Tucson, Arizona is a small-ish town not much more than an hour north of the US border with Mexico, and for a long time, it had felt like a place with an unvaried and largely not-that-exciting culinary tradition. Until recently, Tucson wasn't considered a major food destination, but then in 2015 something amazing and unexpected happened: Tucson was the only US city to be named a World City of Gastronomy by the United Nations Educational, Scientific, and Cultural Organization (UNESCO). I lived in Tucson for ten years as a kid - and still spend a good amount of time here - and I thought this designation confusing and undeserved.
I thought I knew what made up Tucson’s unique southwestern cuisine, but after the UNESCO designation, I realized that I had a hard time describing what exactly it entails to uninitiated outsiders. Chilies, beans, and grilled meats make a lot of appearances, but those are also key ingredients of Mexican food. There's also a lot of use of native ingredients like tepary beans and cholla buds, as well as a long-established wheat growing tradition. So what exactly is southwestern food?
To get a better sense of southwestern cuisine and why Tucson was awarded this designation requires an understanding of the ancient agricultural history in the area, a deeper dive into the creative minds of local chefs, and to realize that the local variation of Mexican food is a tradition all its own — something that only belongs to Tucson.
It's a half hour before the opening of Barrio Bread on a chilly December morning and there's already a line at the door. I never thought New York's favorite pastime - waiting in line for food - would ever make its way to Tucson, but here I am, fourth in line to get one of Tucson's most in-demand products: whole-grain breads made with heirloom, locally-grown wheats. Barrio Bread and it's founder, Don Guerra, have reached a cult-like status among Tucson's food lovers, and it's not just because he makes insanely good bread. Don is also an advocate of using as much local wheat as possible because "it creates more variety and allows for more creativity," and it's paying off in a big way.
Among the wheat varieties Don uses is the historic White Sonoran Wheat, a species that is one of the oldest varieties in North America and has grown in the region for hundreds of years. Introduced by Spanish missionaries, it produces stretchable dough that is ideal for tortillas. The earliest records document the use of this wheat in the early 1700s, and it was instrumental in the development of Northern Mexican and Native American cuisines. Once almost extinct, bakers like Don and farmers at BKW Farms and Hayden Flour Mills have helped bring this wheat back to the national stage. After nearly a decade in business, Don now uses grains exclusively grown in Arizona and uses the bakery "as a test bakery to showcase different regional wheat varieties."

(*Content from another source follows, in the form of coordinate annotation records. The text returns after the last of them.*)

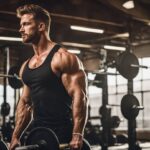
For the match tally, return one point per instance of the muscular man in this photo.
(55, 87)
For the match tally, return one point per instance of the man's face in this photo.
(28, 28)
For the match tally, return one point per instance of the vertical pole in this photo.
(106, 114)
(132, 124)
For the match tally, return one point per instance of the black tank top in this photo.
(51, 102)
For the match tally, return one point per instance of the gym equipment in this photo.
(115, 122)
(5, 109)
(128, 65)
(13, 79)
(3, 146)
(45, 139)
(130, 106)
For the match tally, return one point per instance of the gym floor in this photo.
(144, 146)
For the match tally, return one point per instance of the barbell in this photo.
(42, 138)
(13, 79)
(127, 65)
(130, 106)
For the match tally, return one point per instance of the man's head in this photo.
(33, 19)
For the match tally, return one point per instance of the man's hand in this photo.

In collaboration with local and regional farmers, the Pascua Yaqui and Tohono O'odham Indian Tribes, and local chefs, local organization Native Seeds/SEARCH works to preserve food diversity in the southwest through seed preservation and distribution. Their team said that Chapalote Corn has been cultivated and consumed by native tribes in Tucson for almost 4,000 years. Also integral to Tucson’s regional cuisine is the Chiltepin Pepper, a tiny, fiery chili, that is native to the southwest area and said to be the "mother" chili to all other chilis in the western hemisphere and has been cultivated for over 7000 years.
It's thanks to Native Seed/SEARCH that chefs like Ryan Clark have access to an abundance of locally-specific produce that be incorporated into recipes in their restaurants. Ryan Clark is currently the Chef de Cuisine at PY Steakhouse at Casino del Sol on the Pascua Yaqui Tribe reservation and he uses many local ingredients like tepary beans and cholla buds that are not typical of steakhouse menus.
"My food tastes like Tucson...I use as many local ingredients as possible,” he says, “I want to elevate local and heritage ingredients. I have relationships with local farmers, and I change the menu at PY to reflect those relationships and the ingredients."
Chef Janos Wilder is a local icon and restauranteur and is Tucson’s biggest advocate for localized, southwestern cooking. A James Beard Award winner, Janos has made it his mission to incorporate native-to-Tucson ingredients in his menus. He dubs the main ingredients of southwest cooking as the "three sisters": corn, beans, and squash and they "have informed the dishes of the region."
When challenged on which dishes make up Southwestern cuisine, Janos spoke about the culinary iconography of the region. "Tacos, enchiladas, and rellenos are well known, but dishes and ingredients from the Sonora Region or Sea of Cortez off Baja California have made their way into Sonoran cuisine," he told me. A big part of what makes up many historic Tucson dishes involve ingredients that could be foraged from the surrounding area. "Prickly pear cactus, Sonoran Wheat, and mesquite flour are ingredients that go back thousands of years. Basically everything was native until relatively recently," explained Janos.
Like all the chefs I spoke with, Janos spoke of the importance of the ingredients historically used by the local Native American tribes. "Even though they were traditional foods, they were forgotten for awhile," he said, "But they now have a rightful place in Tucson's culinary tradition."
So what is southwestern food? First and foremost, southwestern food is about utilizing the ingredients that are native to the area. Without these ingredients, Tucson’s southwestern cuisine wouldn't have the unique elements that separate it from Mexican cuisine.
But perhaps more important than the ingredients is the incorporation of the culinary traditions that have been developed and mastered over the course of Tucson's four thousand year culinary heritage. Tucson may seem like an unlikely place to have received such a profound UNESCO honor, but with a culinary tradition as old as Tucson's, it was only a matter of time.